I'm a front line health care worker too, and covid made my job HELL, particularly since it happened less than 6 months after both my father AND my husband died. HELL, I tell you.

I can see in your posts how stressed, angry, frustrated and scared you are. I was at that point this time last year.

While my situation hasn't really improved for me, how I am living it is. I could NOT continue on as I did last year.

Oh, and just to add, lately I've been working extra - 6 days a week. While I do provide patient care at times, I'm largely in a supervisory/managerial position, so I get to deal with staffing, which has been challenging to say the least.

I am sorry that sounds truly hard to take, I can barely imagine trying to struggle through the unfolding new horrific baseline for normality, while dealing with the grief of losing your support network.
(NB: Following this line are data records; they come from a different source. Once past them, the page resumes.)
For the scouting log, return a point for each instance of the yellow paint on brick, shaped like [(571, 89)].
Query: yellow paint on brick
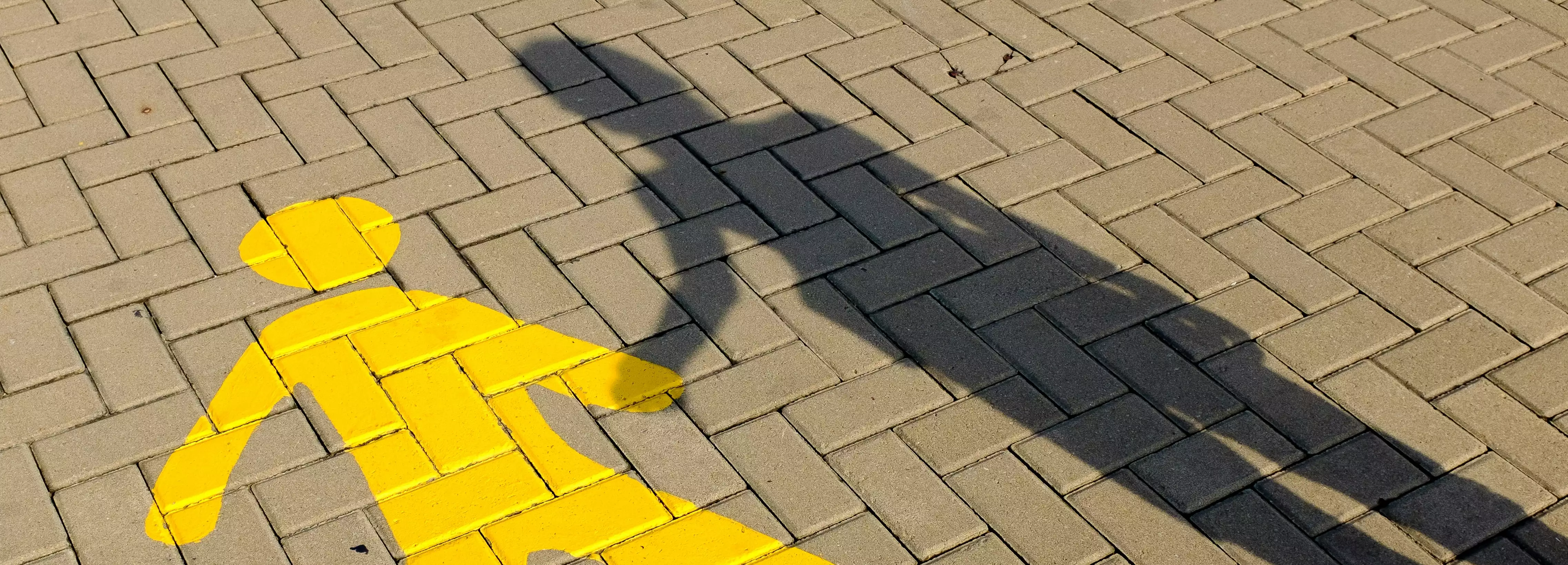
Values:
[(620, 381), (383, 241), (334, 317), (248, 393), (791, 556), (261, 245), (468, 550), (523, 355), (364, 214), (698, 539), (429, 333), (463, 501), (394, 464), (448, 415), (325, 244), (438, 520), (579, 523), (562, 467), (344, 388)]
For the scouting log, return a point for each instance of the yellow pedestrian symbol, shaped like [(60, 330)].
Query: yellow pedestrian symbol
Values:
[(435, 399)]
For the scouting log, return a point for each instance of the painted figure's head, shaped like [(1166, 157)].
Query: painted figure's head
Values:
[(322, 244)]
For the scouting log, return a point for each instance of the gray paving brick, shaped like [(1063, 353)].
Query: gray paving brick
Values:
[(308, 26), (626, 19), (1072, 236), (984, 550), (128, 359), (1341, 484), (230, 167), (1501, 297), (748, 134), (314, 124), (137, 154), (1097, 442), (38, 347), (863, 407), (876, 51), (54, 142), (1451, 354), (802, 256), (128, 282), (1214, 464), (553, 59), (470, 46), (1395, 412), (1369, 537), (44, 202), (1134, 518), (1129, 188), (219, 300), (314, 71), (228, 112), (862, 539), (904, 272), (1026, 175), (388, 37), (63, 38), (54, 260), (1174, 385), (841, 147), (117, 442), (833, 329), (1249, 529), (107, 520), (135, 216), (139, 51), (325, 544), (1025, 512), (1177, 252), (1493, 493), (974, 427), (973, 222), (623, 293), (734, 316), (603, 223), (33, 529), (919, 509), (673, 456), (217, 222), (60, 89), (788, 475), (1053, 363), (1142, 87), (314, 493), (46, 410), (777, 194), (1424, 123), (1478, 180), (366, 90), (1105, 307), (1404, 291), (1509, 427), (1007, 288), (1227, 319)]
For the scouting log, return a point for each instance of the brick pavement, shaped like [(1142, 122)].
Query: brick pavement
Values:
[(1039, 282)]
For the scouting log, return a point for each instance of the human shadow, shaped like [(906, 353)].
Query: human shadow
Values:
[(1133, 371)]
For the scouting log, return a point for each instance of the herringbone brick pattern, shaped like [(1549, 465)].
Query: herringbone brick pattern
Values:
[(999, 282)]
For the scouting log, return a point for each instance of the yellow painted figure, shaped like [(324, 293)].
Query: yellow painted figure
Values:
[(436, 401)]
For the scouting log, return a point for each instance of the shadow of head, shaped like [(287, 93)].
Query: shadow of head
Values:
[(806, 236)]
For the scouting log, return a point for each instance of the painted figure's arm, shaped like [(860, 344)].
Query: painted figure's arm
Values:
[(189, 487)]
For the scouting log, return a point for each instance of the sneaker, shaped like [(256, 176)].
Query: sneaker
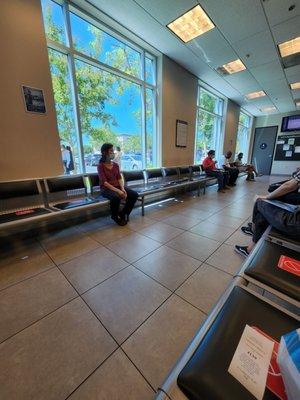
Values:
[(242, 250), (119, 221), (247, 230)]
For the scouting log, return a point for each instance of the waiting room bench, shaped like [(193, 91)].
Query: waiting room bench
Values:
[(201, 373)]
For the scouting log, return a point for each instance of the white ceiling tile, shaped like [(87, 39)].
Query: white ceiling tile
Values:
[(213, 48), (287, 30), (257, 49), (237, 19), (277, 11), (165, 11), (243, 81), (268, 72)]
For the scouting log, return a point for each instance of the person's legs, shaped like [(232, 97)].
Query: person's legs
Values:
[(115, 201), (131, 199)]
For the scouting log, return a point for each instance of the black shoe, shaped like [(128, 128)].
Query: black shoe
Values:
[(119, 220), (242, 250), (247, 230)]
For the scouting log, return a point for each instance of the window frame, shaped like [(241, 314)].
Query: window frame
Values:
[(73, 54), (220, 139)]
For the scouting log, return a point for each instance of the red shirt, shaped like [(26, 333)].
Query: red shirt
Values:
[(111, 176), (209, 164)]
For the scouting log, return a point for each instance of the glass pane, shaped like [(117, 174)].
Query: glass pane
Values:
[(150, 70), (151, 156), (54, 21), (90, 40), (110, 111), (64, 110), (207, 128), (210, 102)]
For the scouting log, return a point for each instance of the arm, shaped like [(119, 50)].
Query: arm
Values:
[(285, 188)]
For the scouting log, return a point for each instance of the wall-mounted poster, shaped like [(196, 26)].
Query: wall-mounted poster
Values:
[(34, 100), (181, 133)]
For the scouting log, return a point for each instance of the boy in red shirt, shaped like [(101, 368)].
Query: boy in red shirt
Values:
[(210, 169)]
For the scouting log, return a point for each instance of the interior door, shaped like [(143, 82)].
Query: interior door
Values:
[(263, 148)]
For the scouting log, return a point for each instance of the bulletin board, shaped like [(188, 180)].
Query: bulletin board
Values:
[(288, 148)]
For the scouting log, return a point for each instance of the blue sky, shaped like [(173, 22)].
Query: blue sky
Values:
[(122, 112)]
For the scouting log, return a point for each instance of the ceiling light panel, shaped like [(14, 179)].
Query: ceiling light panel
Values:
[(295, 85), (255, 95), (290, 47), (268, 109), (232, 67), (191, 24)]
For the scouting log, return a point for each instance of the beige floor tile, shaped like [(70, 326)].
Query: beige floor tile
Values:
[(133, 247), (138, 222), (28, 301), (161, 232), (204, 287), (212, 231), (25, 262), (193, 245), (181, 221), (124, 301), (90, 269), (226, 259), (157, 344), (51, 358), (168, 266), (110, 233), (116, 379), (67, 244), (225, 220)]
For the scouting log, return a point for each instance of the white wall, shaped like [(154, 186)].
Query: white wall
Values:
[(278, 167)]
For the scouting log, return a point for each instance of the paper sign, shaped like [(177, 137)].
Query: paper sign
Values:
[(250, 362), (289, 264), (274, 379)]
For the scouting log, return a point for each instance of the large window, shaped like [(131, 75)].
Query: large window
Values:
[(209, 124), (104, 89), (243, 135)]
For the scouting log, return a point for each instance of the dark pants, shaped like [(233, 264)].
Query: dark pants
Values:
[(222, 177), (115, 201), (265, 214), (233, 174)]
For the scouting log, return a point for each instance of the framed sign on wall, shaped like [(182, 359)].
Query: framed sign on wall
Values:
[(181, 133)]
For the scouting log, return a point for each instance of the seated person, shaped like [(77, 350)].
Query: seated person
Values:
[(210, 169), (233, 171), (112, 186), (249, 168), (265, 214)]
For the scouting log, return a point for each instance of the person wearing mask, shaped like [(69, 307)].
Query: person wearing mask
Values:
[(249, 168), (210, 169), (233, 171), (265, 214), (118, 155), (112, 186), (66, 158)]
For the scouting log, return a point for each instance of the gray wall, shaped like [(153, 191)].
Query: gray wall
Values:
[(278, 167), (29, 142)]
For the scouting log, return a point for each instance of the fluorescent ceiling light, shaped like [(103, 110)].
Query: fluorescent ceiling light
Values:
[(268, 109), (233, 67), (295, 85), (290, 47), (254, 95), (191, 24)]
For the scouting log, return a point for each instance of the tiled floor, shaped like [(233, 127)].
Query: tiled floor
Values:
[(97, 311)]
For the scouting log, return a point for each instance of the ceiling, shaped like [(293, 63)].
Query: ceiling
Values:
[(245, 29)]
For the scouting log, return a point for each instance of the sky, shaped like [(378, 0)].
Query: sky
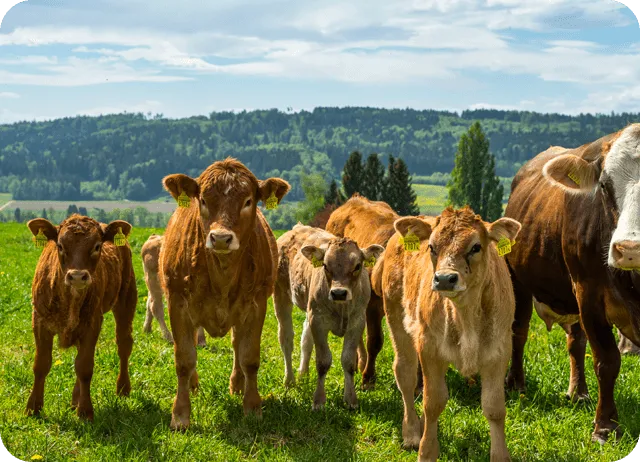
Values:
[(62, 58)]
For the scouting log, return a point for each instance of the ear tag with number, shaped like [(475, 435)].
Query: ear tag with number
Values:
[(40, 240), (411, 242), (184, 200), (119, 239), (272, 201)]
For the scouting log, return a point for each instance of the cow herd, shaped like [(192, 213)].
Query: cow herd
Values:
[(455, 289)]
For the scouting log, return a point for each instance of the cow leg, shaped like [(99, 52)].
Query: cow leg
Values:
[(283, 308), (375, 313), (306, 347), (41, 366), (435, 396), (323, 360), (493, 408), (84, 369), (185, 355), (405, 365), (577, 345), (524, 309), (348, 359)]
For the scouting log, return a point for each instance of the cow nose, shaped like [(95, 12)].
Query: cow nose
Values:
[(339, 294), (78, 278), (445, 280)]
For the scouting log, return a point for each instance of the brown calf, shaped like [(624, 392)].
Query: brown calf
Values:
[(150, 253), (218, 269), (80, 276), (451, 301)]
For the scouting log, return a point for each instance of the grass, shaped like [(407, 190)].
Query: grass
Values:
[(540, 426)]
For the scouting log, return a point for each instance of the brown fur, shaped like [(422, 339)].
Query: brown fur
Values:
[(76, 315), (219, 291), (470, 328)]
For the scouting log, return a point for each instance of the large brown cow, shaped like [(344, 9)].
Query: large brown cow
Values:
[(218, 268), (578, 255), (449, 301), (366, 222), (80, 276)]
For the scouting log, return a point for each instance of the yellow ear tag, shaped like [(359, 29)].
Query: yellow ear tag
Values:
[(184, 200), (315, 262), (272, 201), (370, 262), (573, 177), (504, 246), (40, 240), (411, 242), (119, 239)]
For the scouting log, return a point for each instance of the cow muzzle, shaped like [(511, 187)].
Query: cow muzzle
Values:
[(78, 279)]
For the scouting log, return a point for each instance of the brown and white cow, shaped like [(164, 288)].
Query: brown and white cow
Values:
[(579, 256), (324, 276), (150, 254), (218, 268), (80, 276), (449, 302)]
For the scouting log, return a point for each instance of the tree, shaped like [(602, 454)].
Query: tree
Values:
[(373, 176), (353, 174), (473, 179)]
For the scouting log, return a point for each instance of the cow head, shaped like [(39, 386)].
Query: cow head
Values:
[(343, 263), (614, 172), (79, 241), (458, 242), (226, 195)]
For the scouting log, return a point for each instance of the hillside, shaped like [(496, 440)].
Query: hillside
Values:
[(125, 156)]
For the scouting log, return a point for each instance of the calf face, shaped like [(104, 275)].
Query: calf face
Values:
[(458, 244), (79, 242), (342, 261), (227, 194), (615, 174)]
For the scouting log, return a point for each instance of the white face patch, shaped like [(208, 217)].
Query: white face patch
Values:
[(622, 167)]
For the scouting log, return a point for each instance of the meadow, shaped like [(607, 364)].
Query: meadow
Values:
[(541, 425)]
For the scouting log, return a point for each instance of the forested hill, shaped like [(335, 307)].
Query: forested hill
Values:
[(126, 155)]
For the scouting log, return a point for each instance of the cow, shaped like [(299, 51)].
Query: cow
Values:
[(217, 270), (150, 254), (81, 275), (324, 276), (578, 257), (448, 301)]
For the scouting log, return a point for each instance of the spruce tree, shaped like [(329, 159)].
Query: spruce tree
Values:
[(473, 179), (353, 174)]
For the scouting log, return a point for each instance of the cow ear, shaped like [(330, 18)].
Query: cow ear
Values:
[(504, 228), (276, 186), (48, 229), (178, 183), (311, 251), (417, 226), (113, 228), (571, 173)]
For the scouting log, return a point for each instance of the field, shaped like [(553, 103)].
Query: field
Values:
[(540, 426)]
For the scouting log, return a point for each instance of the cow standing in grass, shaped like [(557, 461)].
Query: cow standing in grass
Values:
[(80, 276), (450, 301), (325, 276), (218, 269)]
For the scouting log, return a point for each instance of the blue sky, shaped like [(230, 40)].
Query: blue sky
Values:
[(66, 57)]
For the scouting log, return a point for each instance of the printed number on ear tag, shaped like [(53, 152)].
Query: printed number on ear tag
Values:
[(40, 240), (315, 262), (272, 201), (504, 246), (184, 200), (119, 239), (411, 242), (370, 262)]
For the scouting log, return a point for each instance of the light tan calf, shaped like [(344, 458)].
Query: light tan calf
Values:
[(450, 302)]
For what it is worth for the people responding, I am 38/39 weeks pregnant and it was not recommended for pregnant women to get vaccinated here until a few months ago. There is an expert comity for covid 19 vaccination and they make all formal decisions on who is eligible and who is not -- and pregnant women were cleared once the data was available around the middle of this year.

I am painfully aware that in 6-12 months the data will become available for whether these children of vaccinated mothers, attain their 6/9/12 month cognitive developmental milestones at the same pace as their peers. Since this is a critical piece of the puzzle and it's currently not available; I simply live knowing that it was a gamble one way or another.

Admittedly there was basically zero covid cases here for a lot of 2021 -- containing the outbreak so they had time to get as much data as possible and make an informed decision was another one of the things the government here did for me. I'm aware that this came at a great cost.